VITAMINS. The healthy vitamins C, E and K all make their presence known in green tea. Vitamin C is incredibly helpful in aiding the body in producing collagen, which restores plumpness to sagging skin and is an important building block for that youthful glow. Vitamin E interacts with cells to help destroy free radicals and prevent cancer. The less commonly known vitamin, Vitamin K, helps boost the clotting factor in the skin and helps reduce redness. Put them all together, and you have a potent mix.

The best part about green tea is that it is readily accessible and easy to incorporate into your skincare routine. It’s not only simple to do but can be downright refreshing, particularly on a warm summer day. Here are some of the best ways to include this potent ingredient into your skincare routine:

-Your doctor says to always wear sunscreen, but you can combine green tea with a zinc oxide-based sunblock formula in order to give you the maximum sun protection. Put green tea into a spray bottle and let it cool in the refrigerator. Spray onto your skin and let dry before applying your sunscreen.
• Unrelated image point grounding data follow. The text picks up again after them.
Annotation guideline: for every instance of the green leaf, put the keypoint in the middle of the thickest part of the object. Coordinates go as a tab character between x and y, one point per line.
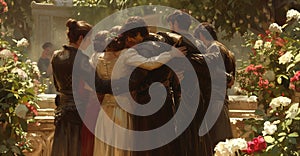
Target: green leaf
3	149
15	150
293	141
282	134
254	129
290	66
259	112
293	135
269	139
297	58
270	147
281	139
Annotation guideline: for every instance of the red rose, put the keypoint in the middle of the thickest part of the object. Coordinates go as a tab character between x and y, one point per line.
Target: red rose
250	147
260	144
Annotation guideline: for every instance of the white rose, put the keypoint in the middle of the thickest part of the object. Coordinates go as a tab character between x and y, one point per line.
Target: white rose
21	111
221	149
274	27
269	128
269	75
238	144
286	58
22	43
268	45
293	111
280	101
292	14
5	53
20	73
258	44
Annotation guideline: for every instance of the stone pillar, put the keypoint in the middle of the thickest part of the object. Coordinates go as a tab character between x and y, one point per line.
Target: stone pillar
48	25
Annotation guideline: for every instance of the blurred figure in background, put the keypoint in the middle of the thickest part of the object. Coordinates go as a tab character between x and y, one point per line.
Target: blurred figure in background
45	67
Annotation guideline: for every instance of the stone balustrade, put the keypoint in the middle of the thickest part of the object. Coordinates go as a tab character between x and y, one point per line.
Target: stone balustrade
41	133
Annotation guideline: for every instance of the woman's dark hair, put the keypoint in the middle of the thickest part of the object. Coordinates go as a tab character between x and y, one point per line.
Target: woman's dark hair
113	40
47	44
207	30
133	26
77	29
100	41
183	19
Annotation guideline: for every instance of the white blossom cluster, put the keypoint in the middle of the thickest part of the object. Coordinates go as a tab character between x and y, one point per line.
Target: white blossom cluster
286	58
258	44
274	27
280	101
292	14
230	147
293	111
270	128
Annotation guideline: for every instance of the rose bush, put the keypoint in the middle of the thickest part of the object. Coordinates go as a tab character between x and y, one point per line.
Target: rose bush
19	87
273	75
273	61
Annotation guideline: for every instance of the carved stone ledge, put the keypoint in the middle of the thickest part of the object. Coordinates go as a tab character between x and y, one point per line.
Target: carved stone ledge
41	135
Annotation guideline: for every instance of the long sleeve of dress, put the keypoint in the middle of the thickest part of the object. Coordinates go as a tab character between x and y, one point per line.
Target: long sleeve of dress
133	58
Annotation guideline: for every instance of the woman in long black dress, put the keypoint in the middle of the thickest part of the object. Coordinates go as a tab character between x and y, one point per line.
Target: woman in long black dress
70	86
206	32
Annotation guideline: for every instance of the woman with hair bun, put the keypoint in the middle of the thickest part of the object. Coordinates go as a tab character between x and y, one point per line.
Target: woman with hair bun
71	87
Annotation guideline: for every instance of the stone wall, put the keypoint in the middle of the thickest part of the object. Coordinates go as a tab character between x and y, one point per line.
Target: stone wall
41	134
48	26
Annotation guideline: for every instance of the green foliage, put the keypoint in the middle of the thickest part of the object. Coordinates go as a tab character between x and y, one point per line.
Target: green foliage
19	87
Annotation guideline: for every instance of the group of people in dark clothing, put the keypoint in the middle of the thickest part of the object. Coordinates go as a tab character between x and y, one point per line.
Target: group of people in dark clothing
130	54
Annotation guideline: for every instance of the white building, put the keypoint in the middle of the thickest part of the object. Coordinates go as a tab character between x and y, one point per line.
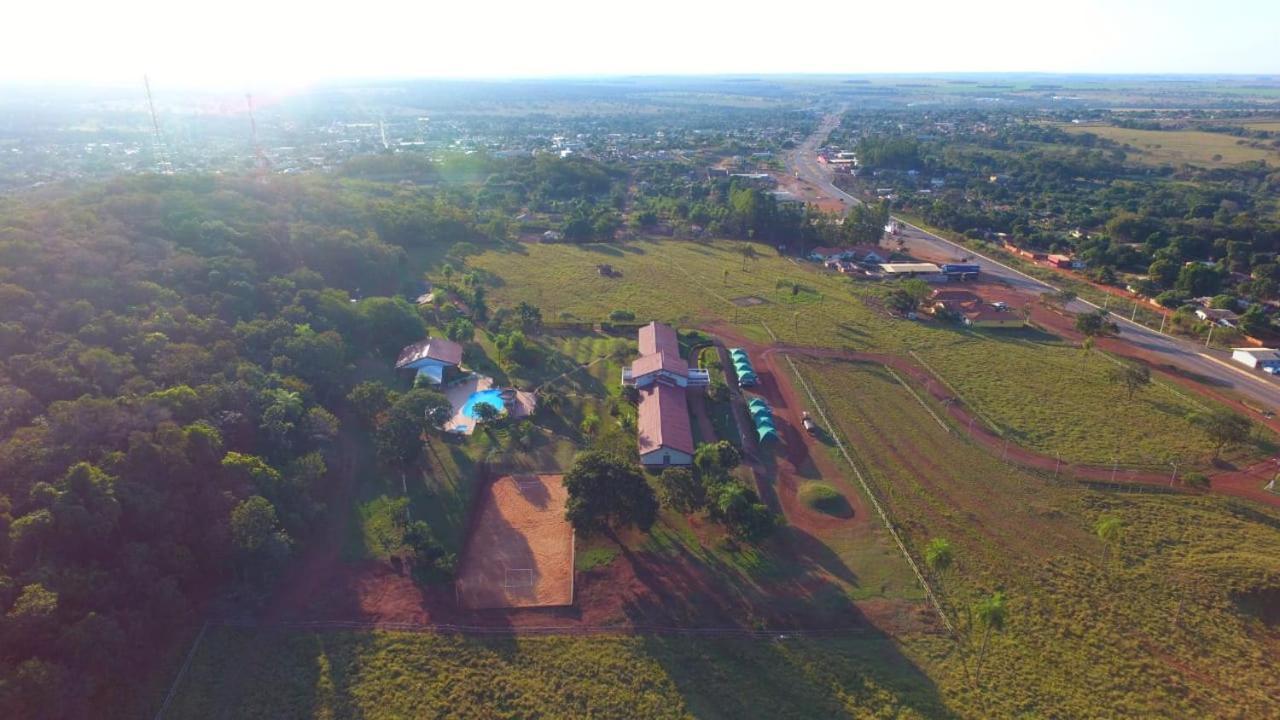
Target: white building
1258	358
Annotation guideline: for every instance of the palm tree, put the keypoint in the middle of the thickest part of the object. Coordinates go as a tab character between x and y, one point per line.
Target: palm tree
992	615
940	557
1110	531
1086	349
-You can use that same spray as a refreshing toner. After cleansing, spritz on your face before you apply your favorite moisturizer.

-Reduce the puffiness of your eyes with the green tea teabags. Run two under warm water to release the tea’s healing properties.  Apply to eyes and allow to rest on your eyes for 10 to 15 minutes. vine vera

-Pair with your favorite facial cleanser for antioxidant properties. Run the teabag under the warm water and open the bag. Combine with your favorite cream cleanser and apply to your face, leaving on for five minutes and then rinsing.

-Use it for a steam facial. Make green tea in a bowl, put a towel over your face and put your face over the bowl. This method will open your pores and allow the toxins to escape. Leave on for five minutes, then wash face with cleanser.

-Look for Camellia Sinensis Leaf Extract, green tea’s technical name, on the ingredient label of your favorite skin care products. The cosmetics industry has caught onto the massive benefits of green tea and is including it in skin care products especially those focused on eyes.

Are you ready to incorporate some green tea into your skin care routine? How are you planning to do it?